President of National Taiwan University
- In office 22 June 1993 – June 2005
- Preceded by: Kuo Kuang-hsiung [zh]
- Succeeded by: Lee Si-chen

Personal details
- Born: 15 November 1939 (age 86) Taichū Prefecture, Taiwan, Empire of Japan
- Education: National Taiwan University (MD) Tohoku University (DMS) Johns Hopkins University (MPH)

Chinese name
- Traditional Chinese: 陳維昭
- Hanyu Pinyin: Chén Wéizhāo
- Hokkien POJ: Tân Ûi-chiau
- Tâi-lô: Tân Uî-tsiau

= Chen Wei-jao =

Taiwanese surgeon and academic administrator

Chen Wei-jao (陳維昭 (Tân Ûi-chiau, Chén Wéizhāo); born 15 November 1939) is a Taiwanese surgeon and academic administrator.

==Early life and education==
Chen was born in Taichū Prefecture on 15 November 1939. He attended medical school at National Taiwan University, where he graduated with a Doctor of Medicine (M.D.), then completed his residency at National Taiwan University Hospital. After being a lecturer at NTU, Chen earned his Doctor of Medical Science (D.M.S.) from Tohoku University in 1973 and earned a Master of Public Health (M.P.H.) from Johns Hopkins University in 1989.

== Medical career ==
Chen was the lead surgeon in a groundbreaking September 1979 operation to separate conjoined twins. The twins were born with three legs between them and joined at the hip. The surgery was broadcast live on television. It was also the fourth successful separation of conjoined twins ever performed. Chen was named deputy director of the NTU Hospital in 1987 and became dean of the NTU college of medicine in 1991.

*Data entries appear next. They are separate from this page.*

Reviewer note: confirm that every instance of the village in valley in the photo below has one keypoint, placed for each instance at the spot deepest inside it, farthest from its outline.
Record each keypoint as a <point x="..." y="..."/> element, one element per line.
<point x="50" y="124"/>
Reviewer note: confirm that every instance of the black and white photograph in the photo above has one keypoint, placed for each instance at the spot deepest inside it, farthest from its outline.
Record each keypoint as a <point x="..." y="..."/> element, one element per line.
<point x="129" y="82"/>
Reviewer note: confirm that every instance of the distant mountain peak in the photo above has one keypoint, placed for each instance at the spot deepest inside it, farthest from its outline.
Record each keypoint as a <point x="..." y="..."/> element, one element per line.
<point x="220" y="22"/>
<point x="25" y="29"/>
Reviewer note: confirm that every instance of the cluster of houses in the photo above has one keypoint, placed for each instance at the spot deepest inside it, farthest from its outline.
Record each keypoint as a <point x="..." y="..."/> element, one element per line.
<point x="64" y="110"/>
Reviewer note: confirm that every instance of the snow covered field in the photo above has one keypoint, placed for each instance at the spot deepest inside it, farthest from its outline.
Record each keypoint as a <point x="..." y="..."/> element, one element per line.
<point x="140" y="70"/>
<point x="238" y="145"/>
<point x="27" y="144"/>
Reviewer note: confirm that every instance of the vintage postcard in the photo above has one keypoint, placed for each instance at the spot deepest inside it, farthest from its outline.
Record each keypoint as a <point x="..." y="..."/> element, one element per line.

==National Taiwan University presidency and subsequent career==
Chen was the first elected president of National Taiwan University, and took office on 22 June 1993. As university president, Chen issued formal apologies for NTU's role in White Terror political persecution, namely the 6 April incident of 1949 that led to the arrests of several student dissidents (in 2001), and the 1974 National Taiwan University Philosophy Department incident, which resulted in the dismissal of several faculty members accused of communist leanings (in 2003). Due to the 2003 SARS outbreak, Chen presided over NTU's first online commencement ceremony that year. In May 2004, Chen announced that the Gallery of University History was to be established in the old university library. He attended its dedication in June 2005 before stepping down as president. The Ministry of Education named Lee Si-chen Chen's successor as university president in June 2005. Chen was considered a candidate for vice president of the Republic of China in Ma Ying-jeou's 2008 presidential campaign. The Kuomintang confirmed Ma and Vincent Siew as its ticket. Chen later led the Institute for Biotechnology and Medicine Industry. Chen was convener of the presidential selection committee that named Kuan Chung-ming as NTU president in January 2018. Despite alleged conflicts of interest between committee members and Kuan, Chen supported Kuan selection on grounds of university autonomy, and the Ministry of Education confirmed Kaun's appointment in December 2018.